Poi arrivò l’11 settembre. I mussulmani in ogni luogo si rallegravano. Non tutti, in effetti, ma quelli che si rallegrarono fecero la storia. Presi parte ai dibattiti; scrissi editoriali. Sostenevo che ci fosse un legame tra gli attentati e la mancata integrazione dei mussulmani in Olanda e in Europa. Gli assassini suicidi di New York e Washington erano spinti dai principi, non dalla povertà. Istruire alla civiltà era la risposta, insieme all’emancipazione delle donne dai mussulmani olandesi. Per queste idee mi minacciarono. I miei amici olandesi, generosi e ingenui, non sapevano cosa fare. Allora mi mandarono in America. Una volta rientrata in Olanda entrai in Parlamento. Rifiutavo di modulare il mio messaggio sulle stime elettorali del giorno, e per questo causai al mio partito ed alla coalizione parecchi mal di testa. Gli elementi jihadisti della società intanto continuavano con le loro minacce. Nel frattempo, Theo Van Gogh -il più grande provocatore nazionale- ed io facemmo un piccolo film dove i versi del Corano erano scritti sul corpo delle donne.

Theo fu assassinato il 2 novembre 2004. Io fui rispedita in America per la seconda volta, per la mia sicurezza. Nel 2005 tornai in Olanda, nonostante volessi restare in America. Se fossi rimasta negli USA tuttavia il messaggio che avrei implicitamente inviato sarebbe stato terribile. Avrei premiato Bouyeri se non fossi tornata in Olanda; così, tornai.

L’anno scorso, a settembre, mi sono definitivamente trasferita in America. Tre diverse circostanze hanno contribuito alla mia decisione: in Parlamento avevo raggiunto ciò che volevo, e non desideravo candidarmi un’altra volta. Sentivo che il mio messaggio sarebbe stato più forte ed efficace in America. Dopo numerose richieste di lavoro a vari think-tank, mi decisi per l’American Enterprise Institute -una delle poche decisioni veramente sagge della mia vita; un giudice della Corte d’Appello dei Paesi Bassi approvò un procedimento contro di me intentato dai miei vicini di casa, in cui sostenevano che io rappresentassi una minaccia indiretta alla loro sicurezza ed alla loro proprietà; Rita Verdonk, ex ministro per l’integrazione e l’immigrazione, revocò la mia cittadinanza, sulla base di un documentario sulla mia vita in cui si diceva che avevo mentito nella mia richiesta di asilo.

Se guardiamo oltre alla comicità del film Coming to America, il quadro che viene presentato è sconcertante. Il quartiere del Queens (dove Akim spera di trovare la sua futura sposa) è un luogo orribile e violento. Tutti i membri di McDowells, a parte la ragazza di cui Akim si innamora, sono avidi, superficiali e scostanti. New York appare come un luogo freddo e mostruoso in confronto al luminoso regno di Zamunda. Il Waldorf Astoria (che forse dovrebbe simboleggiare il grandeur americano) è severo e accigliato, ed ha disperatamente bisogno di una rinfrescata.

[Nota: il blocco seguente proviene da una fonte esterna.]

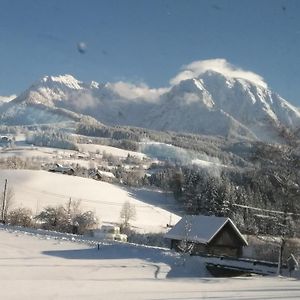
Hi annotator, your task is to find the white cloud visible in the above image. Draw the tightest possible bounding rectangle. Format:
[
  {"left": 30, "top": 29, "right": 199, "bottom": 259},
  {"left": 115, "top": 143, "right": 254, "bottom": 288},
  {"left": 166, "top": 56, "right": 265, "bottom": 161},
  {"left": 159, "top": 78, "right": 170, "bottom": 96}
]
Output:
[
  {"left": 170, "top": 58, "right": 267, "bottom": 88},
  {"left": 107, "top": 81, "right": 169, "bottom": 100},
  {"left": 0, "top": 95, "right": 17, "bottom": 102}
]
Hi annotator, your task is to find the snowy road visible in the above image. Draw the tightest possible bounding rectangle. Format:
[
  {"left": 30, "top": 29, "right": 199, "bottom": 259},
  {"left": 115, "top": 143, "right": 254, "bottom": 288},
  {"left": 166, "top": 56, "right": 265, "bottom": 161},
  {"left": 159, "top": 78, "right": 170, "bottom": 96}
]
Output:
[{"left": 0, "top": 230, "right": 300, "bottom": 300}]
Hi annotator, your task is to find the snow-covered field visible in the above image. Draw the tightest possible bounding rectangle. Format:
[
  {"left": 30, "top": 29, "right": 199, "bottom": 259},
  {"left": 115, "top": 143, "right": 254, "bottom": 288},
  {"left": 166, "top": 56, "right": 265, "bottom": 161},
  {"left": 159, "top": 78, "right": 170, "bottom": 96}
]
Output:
[
  {"left": 77, "top": 144, "right": 146, "bottom": 159},
  {"left": 0, "top": 226, "right": 300, "bottom": 300},
  {"left": 0, "top": 170, "right": 179, "bottom": 233}
]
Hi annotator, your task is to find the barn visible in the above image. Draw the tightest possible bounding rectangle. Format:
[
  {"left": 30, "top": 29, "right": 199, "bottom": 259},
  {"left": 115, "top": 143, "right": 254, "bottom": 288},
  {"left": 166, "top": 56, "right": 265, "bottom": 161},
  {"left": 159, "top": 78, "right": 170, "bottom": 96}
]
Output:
[{"left": 165, "top": 215, "right": 248, "bottom": 257}]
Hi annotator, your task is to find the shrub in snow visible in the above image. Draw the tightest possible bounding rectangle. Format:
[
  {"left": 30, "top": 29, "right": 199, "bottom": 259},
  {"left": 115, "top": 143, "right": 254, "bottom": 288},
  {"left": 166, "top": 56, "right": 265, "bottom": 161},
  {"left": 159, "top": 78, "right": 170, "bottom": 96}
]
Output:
[
  {"left": 120, "top": 201, "right": 136, "bottom": 229},
  {"left": 7, "top": 207, "right": 33, "bottom": 227},
  {"left": 35, "top": 199, "right": 98, "bottom": 234}
]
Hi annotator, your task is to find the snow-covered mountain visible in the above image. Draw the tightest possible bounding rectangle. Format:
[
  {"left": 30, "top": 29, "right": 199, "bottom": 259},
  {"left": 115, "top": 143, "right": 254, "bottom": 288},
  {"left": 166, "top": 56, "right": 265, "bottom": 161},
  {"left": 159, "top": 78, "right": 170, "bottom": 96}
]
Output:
[{"left": 0, "top": 70, "right": 300, "bottom": 140}]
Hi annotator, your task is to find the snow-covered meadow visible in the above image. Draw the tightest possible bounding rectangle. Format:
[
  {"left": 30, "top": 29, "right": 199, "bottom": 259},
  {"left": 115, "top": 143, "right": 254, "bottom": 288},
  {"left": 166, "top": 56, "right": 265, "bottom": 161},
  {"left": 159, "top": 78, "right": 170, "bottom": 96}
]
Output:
[
  {"left": 0, "top": 226, "right": 300, "bottom": 300},
  {"left": 0, "top": 170, "right": 179, "bottom": 233}
]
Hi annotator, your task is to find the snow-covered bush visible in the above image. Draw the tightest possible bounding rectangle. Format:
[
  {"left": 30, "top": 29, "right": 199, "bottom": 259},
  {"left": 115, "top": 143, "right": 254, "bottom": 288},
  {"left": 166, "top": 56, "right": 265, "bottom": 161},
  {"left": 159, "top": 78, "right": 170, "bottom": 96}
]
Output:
[
  {"left": 7, "top": 207, "right": 32, "bottom": 227},
  {"left": 35, "top": 199, "right": 98, "bottom": 234}
]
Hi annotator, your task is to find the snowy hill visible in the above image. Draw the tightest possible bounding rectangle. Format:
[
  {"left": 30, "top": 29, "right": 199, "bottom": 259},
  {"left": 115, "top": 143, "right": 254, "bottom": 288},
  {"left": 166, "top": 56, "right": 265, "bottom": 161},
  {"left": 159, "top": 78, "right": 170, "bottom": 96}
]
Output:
[
  {"left": 0, "top": 170, "right": 179, "bottom": 232},
  {"left": 0, "top": 60, "right": 300, "bottom": 141}
]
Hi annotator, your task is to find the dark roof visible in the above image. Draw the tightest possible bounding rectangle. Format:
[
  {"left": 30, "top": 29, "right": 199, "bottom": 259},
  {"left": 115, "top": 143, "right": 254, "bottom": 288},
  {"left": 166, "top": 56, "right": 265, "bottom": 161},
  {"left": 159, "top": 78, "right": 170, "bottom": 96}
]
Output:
[{"left": 165, "top": 215, "right": 248, "bottom": 246}]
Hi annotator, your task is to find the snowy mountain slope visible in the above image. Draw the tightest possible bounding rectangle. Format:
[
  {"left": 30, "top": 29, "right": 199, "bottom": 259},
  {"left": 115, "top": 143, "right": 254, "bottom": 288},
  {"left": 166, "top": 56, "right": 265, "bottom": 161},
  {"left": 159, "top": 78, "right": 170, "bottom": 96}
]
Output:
[{"left": 0, "top": 64, "right": 300, "bottom": 141}]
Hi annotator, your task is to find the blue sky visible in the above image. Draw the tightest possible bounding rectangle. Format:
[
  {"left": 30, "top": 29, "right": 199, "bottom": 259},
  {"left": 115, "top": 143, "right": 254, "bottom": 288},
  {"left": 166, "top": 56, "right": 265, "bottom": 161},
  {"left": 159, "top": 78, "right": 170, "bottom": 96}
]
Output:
[{"left": 0, "top": 0, "right": 300, "bottom": 106}]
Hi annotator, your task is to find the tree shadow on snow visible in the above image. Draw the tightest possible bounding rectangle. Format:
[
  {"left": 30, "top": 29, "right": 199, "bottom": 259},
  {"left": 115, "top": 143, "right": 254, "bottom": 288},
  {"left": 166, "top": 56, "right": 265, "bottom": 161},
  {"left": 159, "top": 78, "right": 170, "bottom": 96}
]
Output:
[{"left": 42, "top": 244, "right": 210, "bottom": 280}]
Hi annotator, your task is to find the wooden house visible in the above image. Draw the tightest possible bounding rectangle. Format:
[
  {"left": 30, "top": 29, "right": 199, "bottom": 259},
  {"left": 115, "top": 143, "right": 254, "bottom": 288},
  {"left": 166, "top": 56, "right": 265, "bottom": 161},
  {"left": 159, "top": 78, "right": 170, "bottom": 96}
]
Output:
[{"left": 165, "top": 215, "right": 248, "bottom": 257}]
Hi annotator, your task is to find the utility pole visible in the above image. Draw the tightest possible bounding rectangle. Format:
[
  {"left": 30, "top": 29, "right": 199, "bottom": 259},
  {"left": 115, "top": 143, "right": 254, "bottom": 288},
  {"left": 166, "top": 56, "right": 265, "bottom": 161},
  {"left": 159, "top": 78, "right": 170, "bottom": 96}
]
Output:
[{"left": 1, "top": 179, "right": 7, "bottom": 223}]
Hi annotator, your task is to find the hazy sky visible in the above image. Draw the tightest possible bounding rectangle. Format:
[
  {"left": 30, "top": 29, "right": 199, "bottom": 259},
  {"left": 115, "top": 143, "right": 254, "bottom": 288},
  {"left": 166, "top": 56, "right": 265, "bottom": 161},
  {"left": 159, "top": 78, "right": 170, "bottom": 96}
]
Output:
[{"left": 0, "top": 0, "right": 300, "bottom": 106}]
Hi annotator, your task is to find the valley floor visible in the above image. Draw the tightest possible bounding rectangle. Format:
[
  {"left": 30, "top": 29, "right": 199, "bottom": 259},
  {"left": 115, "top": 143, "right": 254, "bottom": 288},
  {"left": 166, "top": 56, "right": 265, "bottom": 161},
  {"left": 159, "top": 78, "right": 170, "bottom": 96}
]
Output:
[{"left": 0, "top": 226, "right": 300, "bottom": 300}]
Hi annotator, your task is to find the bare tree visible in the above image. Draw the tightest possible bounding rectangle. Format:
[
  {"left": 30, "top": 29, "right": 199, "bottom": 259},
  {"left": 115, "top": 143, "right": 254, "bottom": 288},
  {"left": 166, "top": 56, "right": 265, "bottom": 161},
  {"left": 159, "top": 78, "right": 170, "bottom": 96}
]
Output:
[
  {"left": 120, "top": 201, "right": 136, "bottom": 228},
  {"left": 0, "top": 179, "right": 15, "bottom": 223},
  {"left": 7, "top": 207, "right": 32, "bottom": 227}
]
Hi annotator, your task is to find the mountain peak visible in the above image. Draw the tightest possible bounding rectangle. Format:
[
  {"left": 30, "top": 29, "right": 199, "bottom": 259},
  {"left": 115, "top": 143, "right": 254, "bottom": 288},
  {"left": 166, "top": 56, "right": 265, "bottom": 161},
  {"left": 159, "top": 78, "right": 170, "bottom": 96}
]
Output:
[
  {"left": 39, "top": 74, "right": 82, "bottom": 90},
  {"left": 170, "top": 58, "right": 268, "bottom": 88}
]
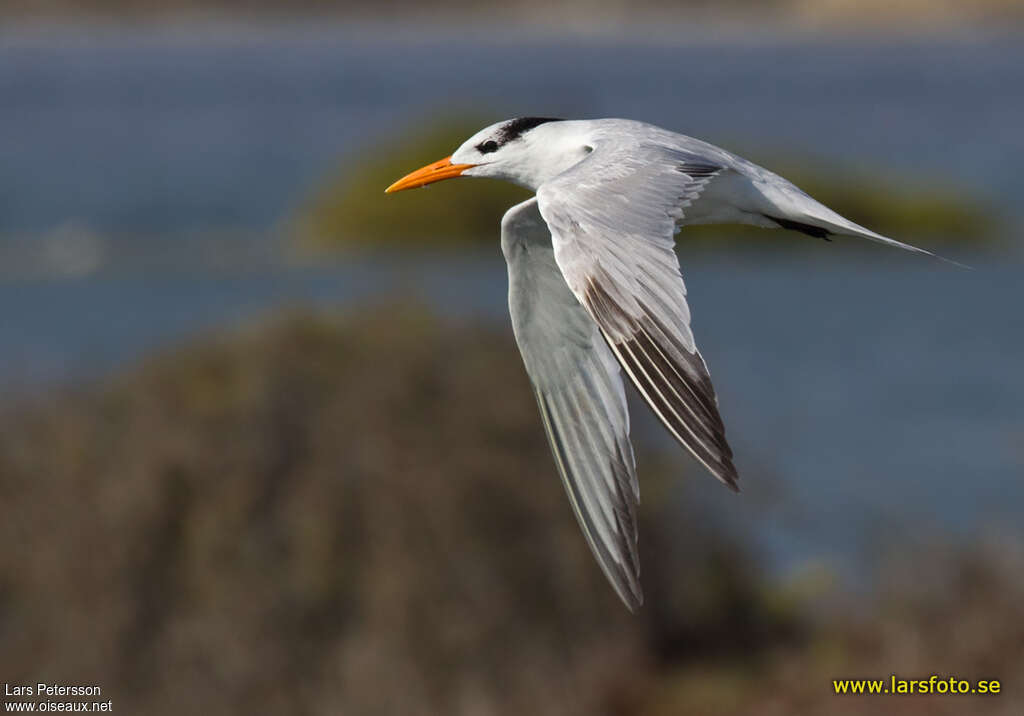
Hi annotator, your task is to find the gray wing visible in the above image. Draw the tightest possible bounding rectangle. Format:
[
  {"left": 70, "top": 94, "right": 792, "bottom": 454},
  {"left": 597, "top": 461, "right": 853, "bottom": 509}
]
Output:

La mia esperienza è decisamente differente. Tutti gli americani che ho incontrato sono stati molto ospitali, affabili, gentili e prodighi di buoni consigli. Chris DeMuth mi chiamò non appena rassegnai le mie dimissioni dal Parlamento olandese e mi offrì un posto permanente come fellow all’AEI. Dal momento in cui sono arrivata in America l’anno scorso, tutti i miei colleghi, i loro mariti e le loro mogli mi hanno dimostrato unicamente gentilezza, generosità ed amicizia -fino alla giornata di ieri passata a fare rafting sulle rapide, ed alla serata con i balli di gruppo che ne è seguita. In Africa, il regno di Zamunda non esiste. Forse il quartiere del Queens è davvero un posto brutto e pericoloso; ma signore e signori, non esiste un altro luogo come l’America.

Ayaan Hirsi Ali è resident fellow presso l’American Enterprise Institute.